……I was preparing to move out of my tiny studio in Long Beach, CA back to my artsy and somewhat trying hometown.  I wasn’t exactly thrilled by the prospect (I mean, really, who is when moving back to a town where everybody knows your name?), but I was willing to be open to it and to accept any opportunities that came my way.
Well, long story short, a lot of shit happened to derail that sense of optimism. 
For the last few months, I’ve felt out of place and out of sorts, that I no longer belonged in my hometown for whatever reason. But while I have no real reason to stay here, I have no real reason to relocate to someplace else. All other locations I’d considered over the last few years sound and look just as good as any other place.

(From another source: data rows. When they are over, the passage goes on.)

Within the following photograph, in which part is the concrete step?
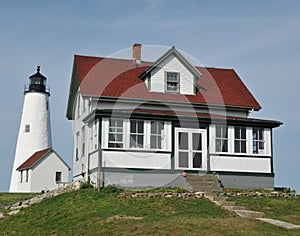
[233,210,265,219]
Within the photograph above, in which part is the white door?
[175,128,207,170]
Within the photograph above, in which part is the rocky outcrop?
[219,190,297,198]
[118,192,204,198]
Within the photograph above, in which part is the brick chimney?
[132,43,142,65]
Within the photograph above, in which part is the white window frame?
[209,125,272,158]
[81,126,86,157]
[102,118,172,152]
[165,71,180,93]
[55,171,62,183]
[234,126,249,154]
[77,93,81,118]
[24,124,30,133]
[89,124,94,152]
[25,169,29,183]
[215,125,229,153]
[150,121,165,150]
[108,118,124,149]
[129,119,146,149]
[94,120,98,149]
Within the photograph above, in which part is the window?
[25,170,29,182]
[75,132,79,161]
[216,125,228,152]
[55,171,62,182]
[94,121,98,149]
[77,94,80,118]
[166,72,180,93]
[89,125,94,151]
[82,98,86,112]
[130,120,144,148]
[234,126,247,153]
[150,121,164,149]
[252,128,265,154]
[25,125,30,133]
[81,127,85,156]
[108,119,123,148]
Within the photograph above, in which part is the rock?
[8,210,20,216]
[12,202,22,207]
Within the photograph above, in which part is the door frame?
[174,128,207,171]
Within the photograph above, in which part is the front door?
[175,128,207,170]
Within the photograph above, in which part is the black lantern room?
[25,66,50,95]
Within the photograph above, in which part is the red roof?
[74,55,261,110]
[17,148,51,170]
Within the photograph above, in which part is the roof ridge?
[74,54,234,70]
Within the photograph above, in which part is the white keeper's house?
[66,44,282,188]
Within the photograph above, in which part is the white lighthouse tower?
[9,66,52,192]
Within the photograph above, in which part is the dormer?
[140,46,201,95]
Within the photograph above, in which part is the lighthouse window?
[81,127,85,156]
[55,171,61,182]
[25,125,30,133]
[25,170,28,182]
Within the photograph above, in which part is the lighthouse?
[9,66,69,192]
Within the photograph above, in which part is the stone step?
[218,201,236,206]
[187,179,219,184]
[213,196,227,201]
[186,175,218,181]
[233,210,265,219]
[192,186,222,192]
[223,205,246,211]
[190,184,220,188]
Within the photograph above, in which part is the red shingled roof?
[17,148,51,170]
[74,55,261,110]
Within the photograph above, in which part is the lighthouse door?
[175,128,207,170]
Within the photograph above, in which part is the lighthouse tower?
[9,66,52,192]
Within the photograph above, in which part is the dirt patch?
[106,215,144,222]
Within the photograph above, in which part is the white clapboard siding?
[210,155,271,173]
[102,151,171,169]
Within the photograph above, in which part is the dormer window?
[166,72,180,93]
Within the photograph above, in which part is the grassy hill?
[0,189,300,236]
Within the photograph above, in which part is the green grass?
[0,189,300,236]
[0,193,38,208]
[230,196,300,226]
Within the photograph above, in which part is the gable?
[140,46,201,95]
[146,54,196,95]
[67,51,261,119]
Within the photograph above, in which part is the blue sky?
[0,0,300,192]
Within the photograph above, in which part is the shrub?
[80,177,94,189]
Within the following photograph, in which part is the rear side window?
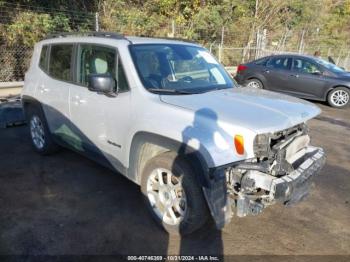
[39,45,48,71]
[293,58,321,74]
[49,44,73,81]
[266,57,292,70]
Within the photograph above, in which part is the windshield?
[130,44,234,93]
[316,58,345,73]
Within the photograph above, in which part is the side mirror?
[88,74,116,95]
[312,71,323,76]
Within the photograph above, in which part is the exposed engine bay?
[226,124,325,217]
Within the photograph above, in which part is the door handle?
[39,85,50,93]
[72,96,86,105]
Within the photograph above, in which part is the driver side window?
[78,44,116,86]
[77,44,129,92]
[293,58,320,74]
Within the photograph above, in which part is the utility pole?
[219,26,225,63]
[298,29,305,54]
[95,12,100,32]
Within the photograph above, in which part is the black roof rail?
[44,31,128,40]
[154,37,198,44]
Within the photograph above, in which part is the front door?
[262,56,292,93]
[69,44,130,171]
[288,57,327,98]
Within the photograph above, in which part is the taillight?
[234,135,244,155]
[237,65,248,74]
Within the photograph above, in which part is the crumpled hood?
[160,88,321,133]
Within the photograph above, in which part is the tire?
[141,152,210,235]
[327,87,350,108]
[26,105,59,155]
[245,78,264,89]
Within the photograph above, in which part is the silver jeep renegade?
[22,32,325,234]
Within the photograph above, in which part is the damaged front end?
[225,124,325,218]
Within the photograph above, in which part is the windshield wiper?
[147,88,196,95]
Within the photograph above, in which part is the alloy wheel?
[147,168,187,225]
[29,115,45,149]
[331,90,349,106]
[247,80,261,89]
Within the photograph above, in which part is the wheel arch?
[323,84,350,101]
[128,131,209,186]
[246,74,266,88]
[21,95,45,116]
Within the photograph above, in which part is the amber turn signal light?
[235,135,244,155]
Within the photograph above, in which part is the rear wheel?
[245,78,264,89]
[141,152,209,235]
[327,87,350,108]
[27,106,58,155]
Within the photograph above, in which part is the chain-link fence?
[0,3,350,82]
[0,2,96,82]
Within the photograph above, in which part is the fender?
[21,95,44,115]
[128,131,211,187]
[128,132,232,229]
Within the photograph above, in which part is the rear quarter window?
[49,44,73,81]
[254,58,267,66]
[39,45,48,72]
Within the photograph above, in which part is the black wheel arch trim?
[323,84,350,101]
[128,132,232,229]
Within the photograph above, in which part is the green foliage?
[2,12,70,46]
[0,0,350,48]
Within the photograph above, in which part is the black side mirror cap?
[88,74,116,94]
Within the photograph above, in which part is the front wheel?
[245,78,264,89]
[141,152,209,235]
[327,87,350,108]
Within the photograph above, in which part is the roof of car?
[262,53,318,59]
[40,32,198,45]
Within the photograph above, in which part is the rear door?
[288,57,327,98]
[36,44,73,135]
[262,56,292,93]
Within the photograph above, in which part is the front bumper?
[236,146,326,217]
[272,147,326,205]
[203,146,326,229]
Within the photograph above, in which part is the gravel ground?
[0,101,350,255]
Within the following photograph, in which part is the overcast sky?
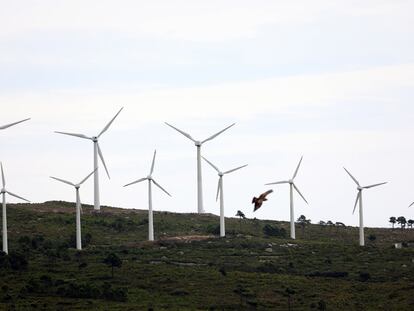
[0,0,414,226]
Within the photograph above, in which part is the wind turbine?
[124,150,171,241]
[165,122,236,214]
[50,171,95,250]
[203,157,247,237]
[0,162,30,254]
[266,157,309,239]
[0,118,30,130]
[55,107,124,211]
[344,167,386,246]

None of them stand out as being The Place.
As I mentioned to a close friend just a month ago, since I’m already here, I may as well embrace it and do what I need to do, to make myself happy, like pursue my writing and develop new skills for both personal and professional reasons. Eventually, the reason for me to go (or to stay) will reveal itself to me and I can move forward.
Until then, que sera sera.
It was only recently that I realized I had circled back to where I was, nine years ago. It seems like a lifetime ago and so much has happened since then. I am not the person I was nine years ago – I’m a little wiser, a little more cautious in who I let in, a little more reserved. If a door is shut, I’m content to let it remain so.
I’m also more willing to be open to new experiences and new environments, something I would generally shun, being more of an introvert than a social butterfly. However, I recognized that growth comes with discomfort, and so I found opportunities to stretch my boundaries, find what was acceptable and what was not. In the meantime, I was able to find my voice and speak up when my boundaries were not respected. This did not always go down well and I eventually found out what was true and what was not.
And this is a good thing.
 If you grew up in a small town and find yourself living there again, you’ll understand what I mean.
 It’s really boring, if you want to know. At least, it is now. Suffice to say, shit happened and I managed to wash it off successfully.